The authors “make it clear that agricultural practices result in these regime changes by altering water quality and available quantity,” says Deborah Bossio, a water expert at Sri Lanka’s International Water Management Institute.

“The increasing demand for food, feed, and fuel is placing enormous pressure on the world’s arable lands,” says ecologist Simon Donner of the University of British Columbia (Canada). Awareness of agriculture-related environmental problems has been growing in the past few years, says Bossio. But some of that awareness has been lost in the “current frenzy of global food crisis shifting the balance back toward increasing yield.”

Be it the desertification of the Sahel, the dead zone in the Gulf of Mexico, or the increasing salinity in Australia, countries all over the world are already trying to solve some of these problems. But the fixes are not quick, and the results of their efforts are often hard to predict.

Given the difficult-to-repair, or even irreparable, nature of the problems, agricultural systems must be made resilient to change, the authors argue. The new study adds to “the increasing chorus of voices” that emphasizes the need to avoid irreversible ecological damage, says Donner.

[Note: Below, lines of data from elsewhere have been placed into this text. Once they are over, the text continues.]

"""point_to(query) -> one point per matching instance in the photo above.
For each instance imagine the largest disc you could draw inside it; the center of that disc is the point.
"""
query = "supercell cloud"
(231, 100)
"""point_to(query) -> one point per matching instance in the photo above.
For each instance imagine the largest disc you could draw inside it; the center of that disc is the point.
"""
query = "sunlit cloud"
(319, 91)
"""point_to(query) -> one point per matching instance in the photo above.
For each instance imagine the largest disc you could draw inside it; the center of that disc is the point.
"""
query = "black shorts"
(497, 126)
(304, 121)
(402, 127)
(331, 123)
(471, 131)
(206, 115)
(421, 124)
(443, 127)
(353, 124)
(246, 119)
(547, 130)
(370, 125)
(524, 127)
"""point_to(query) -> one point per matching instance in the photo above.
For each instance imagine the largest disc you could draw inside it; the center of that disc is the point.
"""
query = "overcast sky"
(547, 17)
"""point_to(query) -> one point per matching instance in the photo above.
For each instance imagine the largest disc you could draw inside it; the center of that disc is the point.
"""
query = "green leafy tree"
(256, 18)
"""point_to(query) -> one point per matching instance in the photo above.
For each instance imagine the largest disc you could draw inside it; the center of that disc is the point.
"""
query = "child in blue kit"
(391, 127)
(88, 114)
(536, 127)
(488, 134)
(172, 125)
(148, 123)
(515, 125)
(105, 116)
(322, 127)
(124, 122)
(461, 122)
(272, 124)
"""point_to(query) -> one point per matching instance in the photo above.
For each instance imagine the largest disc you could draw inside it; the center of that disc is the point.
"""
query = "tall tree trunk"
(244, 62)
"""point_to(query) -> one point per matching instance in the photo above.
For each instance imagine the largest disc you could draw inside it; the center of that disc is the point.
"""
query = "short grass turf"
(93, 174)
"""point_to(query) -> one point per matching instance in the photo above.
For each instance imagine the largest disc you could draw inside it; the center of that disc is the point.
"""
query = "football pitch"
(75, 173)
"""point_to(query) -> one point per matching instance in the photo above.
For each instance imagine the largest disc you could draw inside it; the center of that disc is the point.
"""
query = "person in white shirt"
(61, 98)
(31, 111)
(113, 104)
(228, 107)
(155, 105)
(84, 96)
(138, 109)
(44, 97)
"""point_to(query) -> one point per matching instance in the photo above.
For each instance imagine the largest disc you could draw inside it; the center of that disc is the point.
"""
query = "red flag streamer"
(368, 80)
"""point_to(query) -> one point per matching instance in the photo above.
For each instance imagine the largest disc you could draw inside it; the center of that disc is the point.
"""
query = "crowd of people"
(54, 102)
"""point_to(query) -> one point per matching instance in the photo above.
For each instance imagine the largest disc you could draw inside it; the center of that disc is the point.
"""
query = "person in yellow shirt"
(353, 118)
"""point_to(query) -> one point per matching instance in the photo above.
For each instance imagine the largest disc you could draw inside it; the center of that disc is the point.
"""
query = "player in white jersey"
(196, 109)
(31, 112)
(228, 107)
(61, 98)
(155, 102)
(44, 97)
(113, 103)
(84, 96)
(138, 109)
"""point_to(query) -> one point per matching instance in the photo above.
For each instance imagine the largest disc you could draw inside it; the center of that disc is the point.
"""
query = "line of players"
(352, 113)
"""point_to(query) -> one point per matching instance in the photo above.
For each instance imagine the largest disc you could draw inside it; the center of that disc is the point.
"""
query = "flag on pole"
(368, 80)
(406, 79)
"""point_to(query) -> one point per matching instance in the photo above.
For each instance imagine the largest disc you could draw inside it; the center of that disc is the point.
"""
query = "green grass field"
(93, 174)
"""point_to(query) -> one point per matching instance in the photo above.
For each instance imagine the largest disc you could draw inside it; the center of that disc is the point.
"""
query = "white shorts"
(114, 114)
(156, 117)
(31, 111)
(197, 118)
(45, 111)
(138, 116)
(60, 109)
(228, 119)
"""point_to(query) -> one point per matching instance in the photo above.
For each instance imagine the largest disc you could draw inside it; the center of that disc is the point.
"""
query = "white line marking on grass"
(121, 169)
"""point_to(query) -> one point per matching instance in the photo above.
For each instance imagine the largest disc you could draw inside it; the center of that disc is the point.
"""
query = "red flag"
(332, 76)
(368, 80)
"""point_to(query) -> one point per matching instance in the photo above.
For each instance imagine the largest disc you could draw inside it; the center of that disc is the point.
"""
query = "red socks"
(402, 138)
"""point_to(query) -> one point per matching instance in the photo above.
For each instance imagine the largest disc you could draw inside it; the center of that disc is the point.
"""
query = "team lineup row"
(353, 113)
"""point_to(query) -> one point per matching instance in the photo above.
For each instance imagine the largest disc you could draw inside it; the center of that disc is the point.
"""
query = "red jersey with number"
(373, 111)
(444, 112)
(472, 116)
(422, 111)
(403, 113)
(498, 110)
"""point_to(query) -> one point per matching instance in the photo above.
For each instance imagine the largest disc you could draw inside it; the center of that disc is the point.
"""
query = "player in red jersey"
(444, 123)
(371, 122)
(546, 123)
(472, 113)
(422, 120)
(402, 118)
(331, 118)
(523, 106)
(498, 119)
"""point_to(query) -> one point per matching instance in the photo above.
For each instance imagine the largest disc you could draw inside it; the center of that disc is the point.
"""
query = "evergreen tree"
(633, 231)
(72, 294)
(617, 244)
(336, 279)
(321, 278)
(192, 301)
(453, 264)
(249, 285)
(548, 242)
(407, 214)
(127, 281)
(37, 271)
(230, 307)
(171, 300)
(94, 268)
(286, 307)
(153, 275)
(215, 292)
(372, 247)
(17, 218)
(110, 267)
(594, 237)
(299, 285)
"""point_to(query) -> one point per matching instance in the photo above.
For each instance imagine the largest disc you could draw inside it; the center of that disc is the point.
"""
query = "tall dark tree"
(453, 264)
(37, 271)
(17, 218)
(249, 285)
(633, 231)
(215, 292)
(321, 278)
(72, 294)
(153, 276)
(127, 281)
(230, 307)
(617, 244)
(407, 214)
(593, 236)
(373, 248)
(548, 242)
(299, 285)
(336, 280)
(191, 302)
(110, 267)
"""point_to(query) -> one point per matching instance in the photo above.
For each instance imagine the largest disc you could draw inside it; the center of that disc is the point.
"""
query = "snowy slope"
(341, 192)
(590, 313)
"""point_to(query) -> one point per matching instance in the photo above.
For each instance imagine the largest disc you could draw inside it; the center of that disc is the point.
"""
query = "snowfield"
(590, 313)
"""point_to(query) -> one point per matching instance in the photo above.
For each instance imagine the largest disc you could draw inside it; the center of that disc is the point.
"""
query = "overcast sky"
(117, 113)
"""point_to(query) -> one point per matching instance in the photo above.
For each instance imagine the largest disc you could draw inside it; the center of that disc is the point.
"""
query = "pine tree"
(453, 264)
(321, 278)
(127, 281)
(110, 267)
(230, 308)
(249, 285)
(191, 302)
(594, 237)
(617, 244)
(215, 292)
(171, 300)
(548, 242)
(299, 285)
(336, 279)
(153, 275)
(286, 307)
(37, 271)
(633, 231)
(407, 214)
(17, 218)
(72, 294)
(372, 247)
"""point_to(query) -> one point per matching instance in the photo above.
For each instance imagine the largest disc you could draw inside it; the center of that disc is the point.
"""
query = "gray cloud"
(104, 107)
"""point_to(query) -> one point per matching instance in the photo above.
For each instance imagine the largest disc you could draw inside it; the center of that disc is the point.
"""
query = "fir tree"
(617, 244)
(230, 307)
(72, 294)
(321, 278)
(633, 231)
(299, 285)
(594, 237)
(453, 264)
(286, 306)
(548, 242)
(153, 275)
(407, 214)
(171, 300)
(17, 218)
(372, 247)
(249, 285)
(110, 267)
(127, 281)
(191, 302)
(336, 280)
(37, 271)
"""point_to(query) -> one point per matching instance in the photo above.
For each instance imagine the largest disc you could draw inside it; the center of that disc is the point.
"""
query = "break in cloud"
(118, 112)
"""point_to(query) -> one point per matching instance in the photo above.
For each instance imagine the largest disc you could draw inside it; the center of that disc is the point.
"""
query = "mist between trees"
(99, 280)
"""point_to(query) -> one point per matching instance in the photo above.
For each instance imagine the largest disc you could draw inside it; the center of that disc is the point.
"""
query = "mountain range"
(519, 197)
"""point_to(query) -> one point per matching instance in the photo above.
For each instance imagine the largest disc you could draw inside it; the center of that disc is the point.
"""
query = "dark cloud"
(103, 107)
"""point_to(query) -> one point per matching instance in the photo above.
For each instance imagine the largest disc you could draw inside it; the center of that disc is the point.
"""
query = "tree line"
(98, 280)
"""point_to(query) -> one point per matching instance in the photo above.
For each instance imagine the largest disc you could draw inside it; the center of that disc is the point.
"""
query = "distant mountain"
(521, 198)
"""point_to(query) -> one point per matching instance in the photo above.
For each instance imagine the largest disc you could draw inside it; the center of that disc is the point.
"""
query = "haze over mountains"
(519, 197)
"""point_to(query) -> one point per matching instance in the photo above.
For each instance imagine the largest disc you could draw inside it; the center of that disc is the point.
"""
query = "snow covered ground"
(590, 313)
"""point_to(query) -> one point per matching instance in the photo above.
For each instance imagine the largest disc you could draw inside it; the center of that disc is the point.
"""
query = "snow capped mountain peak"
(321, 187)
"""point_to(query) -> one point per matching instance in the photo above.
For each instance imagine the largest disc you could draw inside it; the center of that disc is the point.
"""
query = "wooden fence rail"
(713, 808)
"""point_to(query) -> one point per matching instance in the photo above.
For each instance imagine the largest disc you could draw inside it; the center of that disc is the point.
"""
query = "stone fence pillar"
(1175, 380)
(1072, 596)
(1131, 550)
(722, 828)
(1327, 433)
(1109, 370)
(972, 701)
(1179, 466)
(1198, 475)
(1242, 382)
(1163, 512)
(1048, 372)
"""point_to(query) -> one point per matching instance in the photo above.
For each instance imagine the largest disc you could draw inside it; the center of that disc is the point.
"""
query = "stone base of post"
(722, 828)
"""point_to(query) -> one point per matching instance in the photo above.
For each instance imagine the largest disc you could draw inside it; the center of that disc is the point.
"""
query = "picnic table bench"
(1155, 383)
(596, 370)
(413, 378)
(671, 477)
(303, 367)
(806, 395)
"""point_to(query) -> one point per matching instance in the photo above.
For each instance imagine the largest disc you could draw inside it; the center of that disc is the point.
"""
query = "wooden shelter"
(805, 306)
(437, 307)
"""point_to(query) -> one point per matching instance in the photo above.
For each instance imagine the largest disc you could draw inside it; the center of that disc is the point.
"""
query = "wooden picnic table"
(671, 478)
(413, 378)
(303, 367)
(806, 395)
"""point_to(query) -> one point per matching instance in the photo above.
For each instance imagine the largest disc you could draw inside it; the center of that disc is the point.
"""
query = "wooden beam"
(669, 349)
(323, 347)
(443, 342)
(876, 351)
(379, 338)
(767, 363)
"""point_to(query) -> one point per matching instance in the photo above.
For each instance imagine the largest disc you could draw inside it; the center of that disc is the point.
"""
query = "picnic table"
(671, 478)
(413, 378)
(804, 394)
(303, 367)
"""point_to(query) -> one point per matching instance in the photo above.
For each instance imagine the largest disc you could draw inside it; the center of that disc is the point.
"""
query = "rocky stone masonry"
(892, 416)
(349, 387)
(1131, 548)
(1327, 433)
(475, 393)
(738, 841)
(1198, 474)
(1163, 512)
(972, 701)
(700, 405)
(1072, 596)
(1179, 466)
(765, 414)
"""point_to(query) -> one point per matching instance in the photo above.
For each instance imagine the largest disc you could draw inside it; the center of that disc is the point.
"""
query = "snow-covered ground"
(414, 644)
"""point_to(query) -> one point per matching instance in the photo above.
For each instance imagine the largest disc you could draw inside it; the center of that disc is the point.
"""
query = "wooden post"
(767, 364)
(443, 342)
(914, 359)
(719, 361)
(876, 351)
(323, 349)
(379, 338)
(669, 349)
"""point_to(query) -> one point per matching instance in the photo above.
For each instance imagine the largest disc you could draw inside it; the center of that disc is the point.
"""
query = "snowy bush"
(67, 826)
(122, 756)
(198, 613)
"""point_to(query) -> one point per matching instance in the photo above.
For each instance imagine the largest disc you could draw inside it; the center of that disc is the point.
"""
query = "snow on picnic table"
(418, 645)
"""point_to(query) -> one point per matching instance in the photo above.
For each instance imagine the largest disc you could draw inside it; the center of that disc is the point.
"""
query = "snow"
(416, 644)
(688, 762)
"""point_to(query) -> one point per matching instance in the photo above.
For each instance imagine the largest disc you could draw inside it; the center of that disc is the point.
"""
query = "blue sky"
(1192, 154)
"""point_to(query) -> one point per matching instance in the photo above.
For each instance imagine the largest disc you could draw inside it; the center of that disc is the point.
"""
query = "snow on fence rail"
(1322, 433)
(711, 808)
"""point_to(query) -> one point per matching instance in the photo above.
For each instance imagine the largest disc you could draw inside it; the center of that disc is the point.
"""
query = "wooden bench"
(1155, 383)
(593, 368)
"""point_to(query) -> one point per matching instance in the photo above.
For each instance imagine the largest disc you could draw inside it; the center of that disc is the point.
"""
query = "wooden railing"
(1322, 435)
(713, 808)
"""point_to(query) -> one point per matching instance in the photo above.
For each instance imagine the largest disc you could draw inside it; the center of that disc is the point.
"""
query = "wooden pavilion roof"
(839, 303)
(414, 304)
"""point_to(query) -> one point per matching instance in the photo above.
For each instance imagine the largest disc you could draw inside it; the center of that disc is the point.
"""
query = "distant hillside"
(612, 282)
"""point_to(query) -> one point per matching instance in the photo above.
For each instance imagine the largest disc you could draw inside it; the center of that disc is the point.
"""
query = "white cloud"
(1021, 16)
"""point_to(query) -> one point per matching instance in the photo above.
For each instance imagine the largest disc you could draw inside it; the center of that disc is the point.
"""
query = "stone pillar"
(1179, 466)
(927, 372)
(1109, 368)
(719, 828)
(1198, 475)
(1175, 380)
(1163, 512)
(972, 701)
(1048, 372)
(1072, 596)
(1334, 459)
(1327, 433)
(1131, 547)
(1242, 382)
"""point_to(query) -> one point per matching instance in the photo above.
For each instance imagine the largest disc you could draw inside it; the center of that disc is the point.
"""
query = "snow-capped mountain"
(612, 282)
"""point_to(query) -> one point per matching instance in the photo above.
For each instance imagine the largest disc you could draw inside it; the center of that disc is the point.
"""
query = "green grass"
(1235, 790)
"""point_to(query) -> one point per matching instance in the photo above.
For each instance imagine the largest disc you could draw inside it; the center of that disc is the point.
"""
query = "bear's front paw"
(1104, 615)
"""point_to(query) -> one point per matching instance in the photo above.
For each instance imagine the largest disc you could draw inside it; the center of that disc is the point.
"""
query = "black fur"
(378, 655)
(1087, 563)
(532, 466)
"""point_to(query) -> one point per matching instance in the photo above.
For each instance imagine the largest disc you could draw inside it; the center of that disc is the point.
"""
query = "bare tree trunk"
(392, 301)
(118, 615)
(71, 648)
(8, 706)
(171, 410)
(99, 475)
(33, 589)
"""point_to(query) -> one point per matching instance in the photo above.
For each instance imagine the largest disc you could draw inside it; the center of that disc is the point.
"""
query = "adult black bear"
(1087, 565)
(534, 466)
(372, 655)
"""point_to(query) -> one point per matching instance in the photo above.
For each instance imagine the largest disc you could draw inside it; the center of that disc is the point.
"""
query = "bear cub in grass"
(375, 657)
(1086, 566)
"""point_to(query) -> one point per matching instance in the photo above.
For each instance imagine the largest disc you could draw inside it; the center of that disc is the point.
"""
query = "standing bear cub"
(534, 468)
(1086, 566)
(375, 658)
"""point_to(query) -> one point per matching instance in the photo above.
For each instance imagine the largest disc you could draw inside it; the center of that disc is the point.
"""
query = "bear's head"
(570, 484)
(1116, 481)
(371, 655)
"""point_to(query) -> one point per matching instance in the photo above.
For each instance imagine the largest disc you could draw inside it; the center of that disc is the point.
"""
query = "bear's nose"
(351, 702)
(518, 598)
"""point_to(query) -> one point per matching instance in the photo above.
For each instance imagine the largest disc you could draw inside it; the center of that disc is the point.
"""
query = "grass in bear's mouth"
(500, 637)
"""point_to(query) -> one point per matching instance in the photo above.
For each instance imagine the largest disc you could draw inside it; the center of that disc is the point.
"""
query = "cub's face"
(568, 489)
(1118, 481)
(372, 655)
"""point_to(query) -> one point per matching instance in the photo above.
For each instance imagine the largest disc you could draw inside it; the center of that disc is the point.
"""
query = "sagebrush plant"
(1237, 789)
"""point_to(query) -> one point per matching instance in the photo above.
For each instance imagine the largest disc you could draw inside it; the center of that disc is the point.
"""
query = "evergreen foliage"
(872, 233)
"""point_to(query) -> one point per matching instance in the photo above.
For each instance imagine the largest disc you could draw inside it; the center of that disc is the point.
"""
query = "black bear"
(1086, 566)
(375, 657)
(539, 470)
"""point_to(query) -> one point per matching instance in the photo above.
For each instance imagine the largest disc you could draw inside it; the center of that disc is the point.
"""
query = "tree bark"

However, the science of understanding ecological regime shifts is still young, which makes it difficult to predict when the changes will manifest. “The tipping points aren’t very well understood at all,” says Bossio. Researchers first need to understand the various biophysical factors involved and how those factors interact with one another, the authors say.

For now, ecologists, agronomists, and regulators can acknowledge the problem and encourage certain practices to minimize the likelihood of some of these water-related changes. People should begin by viewing agriculture not simply as a source of food but also as a source of ecosystem services like water and biodiversity, says coauthor Garry Peterson of McGill University (Canada). For example, Australian farmers are adopting mosaic farming, which involves combining annual crops, pastures, and perennial trees into the same landscape. This restores biodiversity and hydrology and prevents the rise of salinity.

“If we don’t heed the management lessons from the past, many of which are listed in the paper, we are bound to face many more ecological surprises in the coming decades,” says Donner.